Questo post, per chi ci segue da un po', potrà sembrare contraddittorio rispetto a quanto sostenuto finora. In realtà ci auguriamo che alla fine dell’articolo saremo riusciti a far comprendere meglio come effettuiamo le nostre scelte.

Da tempo esprimiamo profondo scetticismo rispetto ai recenti rialzi azionari sottolineando come l’emergenza sanitaria sia tutt’altro che risolta. I dati provenienti dal mondo (USA in primis e ve l’avevamo detto in tempi non sospetti) sembrano darci ragione. Anche in Europa le cose stanno leggermente peggiorando, in Spagna e Portogallo sono tornati a dei lock down mirati, ed in Italia siamo tornati con un Rt > 1 come media nazionale.

Bene, in questo contesto, abbiamo deciso di entrare in un certificate con sottostanti tre linee aeree. Visto che linee aeree sono le più colpite dalla pandemia, direte voi: Ma sarete scemi?!… forse in generale sì, ma non in questo caso. Iniziamo con l’analizzare il certificate.

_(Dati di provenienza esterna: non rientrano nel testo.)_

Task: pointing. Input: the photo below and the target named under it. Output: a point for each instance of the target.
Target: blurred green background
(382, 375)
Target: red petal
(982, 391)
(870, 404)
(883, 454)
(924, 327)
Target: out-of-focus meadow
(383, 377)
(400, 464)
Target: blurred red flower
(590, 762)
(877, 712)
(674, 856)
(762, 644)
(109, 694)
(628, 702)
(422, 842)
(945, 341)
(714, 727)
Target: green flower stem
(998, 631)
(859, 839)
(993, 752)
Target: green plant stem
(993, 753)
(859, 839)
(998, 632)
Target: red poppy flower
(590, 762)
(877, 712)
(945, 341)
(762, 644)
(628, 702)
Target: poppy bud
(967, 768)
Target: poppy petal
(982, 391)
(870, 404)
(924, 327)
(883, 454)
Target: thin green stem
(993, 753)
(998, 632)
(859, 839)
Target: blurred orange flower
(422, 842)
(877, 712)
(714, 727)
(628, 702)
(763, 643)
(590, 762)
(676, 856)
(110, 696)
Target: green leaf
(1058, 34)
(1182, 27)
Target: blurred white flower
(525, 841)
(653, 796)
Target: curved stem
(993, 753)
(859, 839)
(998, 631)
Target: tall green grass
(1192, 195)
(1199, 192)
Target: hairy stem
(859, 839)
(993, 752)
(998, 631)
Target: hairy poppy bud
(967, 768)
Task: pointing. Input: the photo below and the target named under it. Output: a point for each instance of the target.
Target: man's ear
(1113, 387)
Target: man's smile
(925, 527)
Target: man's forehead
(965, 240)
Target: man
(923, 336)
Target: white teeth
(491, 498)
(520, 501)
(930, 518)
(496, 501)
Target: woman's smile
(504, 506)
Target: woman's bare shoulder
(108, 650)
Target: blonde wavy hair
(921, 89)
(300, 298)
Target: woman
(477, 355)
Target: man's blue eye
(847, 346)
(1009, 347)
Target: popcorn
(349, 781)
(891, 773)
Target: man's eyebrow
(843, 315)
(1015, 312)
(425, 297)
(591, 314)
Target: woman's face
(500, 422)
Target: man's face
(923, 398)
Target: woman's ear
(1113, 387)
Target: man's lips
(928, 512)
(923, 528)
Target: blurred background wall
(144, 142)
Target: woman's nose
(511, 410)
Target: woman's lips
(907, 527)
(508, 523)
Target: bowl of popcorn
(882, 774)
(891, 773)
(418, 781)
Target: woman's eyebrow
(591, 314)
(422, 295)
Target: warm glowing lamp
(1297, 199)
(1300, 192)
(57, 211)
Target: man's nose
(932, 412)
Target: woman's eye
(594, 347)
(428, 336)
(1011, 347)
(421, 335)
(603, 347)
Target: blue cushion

Trattandosi di un Cash collect si ha diritto ad una cedola periodica (trimestrale in questo caso) a patto che nella data di rilevazioni tutti i titoli si trovino sopra la rispettiva barriera. Ciò che vi sarà balzato agli occhi sarà sicuramente l’importo stratosferico della cedola, 10% trimestrale, che significa un 40% annuo! (che è anche maggiore visto che il certificate si acquisita sotto la parità).

Qui l’idea di fondo è che non stiamo acquistando tanto i titoli, ma stiamo “vendendo” la volatilità che essi hanno finora generato. In termini più chiari e meno tecnici, questo certificate può permettersi di offrire cedole così elevate in virtù dell’elevata volatilità che i titoli hanno manifestato nelle settimane precedenti. Se volete vederla con un’ottica complementare, è l’aspetto speculare a quanto spiegato in questo articolo: Operazione Ritorno al Futuro (Parte 1) . In quel caso i prezzi dei certificate emessi PRIMA dell’esplosione della volatilità erano crollati (facendo quindi comunque crescere i potenziali profitti), in questo caso, essendo il certificate emesso DOPO, ha scontato l’alta volatilità dei sottostanti non più direttamente nei prezzi bensì nel rendimento cedolare.

Bene, ora sappiamo che abbiamo un potenziale rendimento alto e, cosa ancor più importante, sappiamo il perché.

Ora analizziamo il rischio del prodotto.

Prima di vedere l’analisi tecnica, facciamo due ragionamenti semplici: il certificate scade nel 2023, quindi abbiamo 12 potenziali stacchi di cedole.

La nostra speranza è che da qui al 2023 la situazione sanitaria si sia risolta e quindi i titoli si trovino ben al di sopra dei livelli attuali. Ma mettiamo che così non sia, la barriera è posta al 60% dello strike (40% di margine), riteniamo plausibile che almeno una cedola su tre riusciamo a beccarla, quindi, anche in condizioni veramente critiche, avremmo un “cuscinetto” del 40% da sommare alle eventuali perdite, che ricordiamo, sarebbero pari alla performance del peggior titolo se alla scadenza si trovasse sotto la barriera. Quindi mettiamo anche che il peggior titolo dimezzi il suo valore (dopo aver già perso tantissimo), a fronte di un -50% subiremmo una perdita del -10%, se poi le cedole staccate fossero 5 saremmo in pari e così via.

Attualmente il titolo peggior è EasyJet. Per brevità limitiamo l’analisi a tale titolo, lasciando a voi gli altri due titoli.

Come vedete la barriera coincide proprio con il minimo fatto registrare a metà marzo da cui è prontamente rimbalzato. Tale livelli rappresenta sicuramente un forte supporto.

Ricordiamo infine che è presente, a partire da gennaio, anche un’opzione autocall che, nel caso in cui tutti i sottostanti si trovino sopra la pari, verrà rimborsato anticipatamente. Noi siamo entrati a 97,5€, quindi esiste la possibilità di chiudere l’operazione già tra 6 mesi con quasi un +23%.